Your parents did it. Your friends are doing it. But how do
you know if you’re ready to buy a home? The decision to become a homeowner is a
personal one that must be based on your life situation and finances. Ask
yourself these six questions to determine if you’re real estate-ready.
1. Can I afford it?
Homeownership brings with it many new expenses. Beyond your
mortgage, you’ll be paying for insurance, utilities and taxes (which is
included in MOST mortgages), not to mention maintenance costs and perhaps
homeowner’s association fees. If you don’t already have a budget, start one. It
will help you manage your money, your spending and help you understand how much
you can afford for a home. If you are currently renting the key is to not have
a mortgage higher or at the max of your budget.
2. Do I have money for a down payment?
Most lenders require a down payment of 3.5 percent up to
20 percent of the home’s price. The U.S. Census Bureau reports the median
price of new homes sold in March 2014 was $290,000; 20 percent of that amount
is $58,000. Less than 20 percent down will require that you take out private
mortgage insurance (PMI), which protects the lender against default. PMI rates
vary, but monthly premiums can range from $30 to $70 for every $100,000
borrowed. VA loans, available to consumers who have served or are
presently serving in the U.S. military, require no down payment. Additionally,
low-income borrowers with credit scores of at least 580 may qualify for an FHA
loan (insured by the Federal Housing Administration) with a down payment of 3.5
percent.
3. Do I have a reliable source of income?
If there are murmurs of layoffs at your company or you’re
thinking you might want to quit your job, where will your mortgage payment come
from? Make sure you have a steady source of income.
4. How’s my credit?
Everyone has a credit score, also known as a FICO score
(Fair Isaac & Company), which can range from 300 to 850. If your credit
score is below 620, you’ll likely have a tough time getting a loan. If you do
obtain a loan, it will probably require a higher down payment and a higher
interest rate. If your credit score isn’t great, you should take some time to repair
your credit and raise your credit score. Do research before contacting a
credit repair company some of them aren’t worth the money.

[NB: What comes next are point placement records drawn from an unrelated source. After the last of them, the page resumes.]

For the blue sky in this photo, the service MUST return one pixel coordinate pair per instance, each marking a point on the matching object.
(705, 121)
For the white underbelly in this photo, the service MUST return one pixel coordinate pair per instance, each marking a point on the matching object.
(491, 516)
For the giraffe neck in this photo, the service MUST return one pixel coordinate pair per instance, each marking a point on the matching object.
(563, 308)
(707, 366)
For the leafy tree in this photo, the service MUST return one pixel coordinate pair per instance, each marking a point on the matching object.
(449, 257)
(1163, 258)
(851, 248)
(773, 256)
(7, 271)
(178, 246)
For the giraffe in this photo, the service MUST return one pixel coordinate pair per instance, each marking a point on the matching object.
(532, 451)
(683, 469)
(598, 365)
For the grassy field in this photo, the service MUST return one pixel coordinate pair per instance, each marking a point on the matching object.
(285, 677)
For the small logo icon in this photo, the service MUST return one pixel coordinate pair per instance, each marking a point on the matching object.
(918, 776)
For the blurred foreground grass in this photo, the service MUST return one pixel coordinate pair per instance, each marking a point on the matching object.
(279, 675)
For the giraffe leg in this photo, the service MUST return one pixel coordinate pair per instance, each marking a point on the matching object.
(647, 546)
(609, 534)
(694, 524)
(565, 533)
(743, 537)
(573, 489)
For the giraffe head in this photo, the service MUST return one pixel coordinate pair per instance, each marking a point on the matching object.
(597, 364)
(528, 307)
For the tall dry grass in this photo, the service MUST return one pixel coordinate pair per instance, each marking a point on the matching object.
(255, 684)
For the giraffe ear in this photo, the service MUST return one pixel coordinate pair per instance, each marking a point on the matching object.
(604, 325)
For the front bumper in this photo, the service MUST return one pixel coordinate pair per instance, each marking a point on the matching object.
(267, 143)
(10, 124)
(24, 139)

5. Am I planning to stay put for the next three to five years?
Real estate transaction costs are high enough that, unless
you’re in a thriving real estate market, you’ll likely lose money if you don’t
stay in your home for at least three to five years. Research your breakeven
point, which is the amount of time that buying makes more sense than renting.
6. Am I ready for some DIY projects?
Owning a home means maintenance, such as mowing the lawn or
making minor repairs. Do you have the time, skills and interest to maintain the
property? Or, can you afford to hire someone to handle these tasks?
Summary
Once you have examined your financial health and decided you
are ready for homeownership, take the time to choose your advisers wisely and
enjoy the hunt. Don’t let a pushy friend, relative, or real estate agent force
you to make decisions. Take careful inventory of your own situation.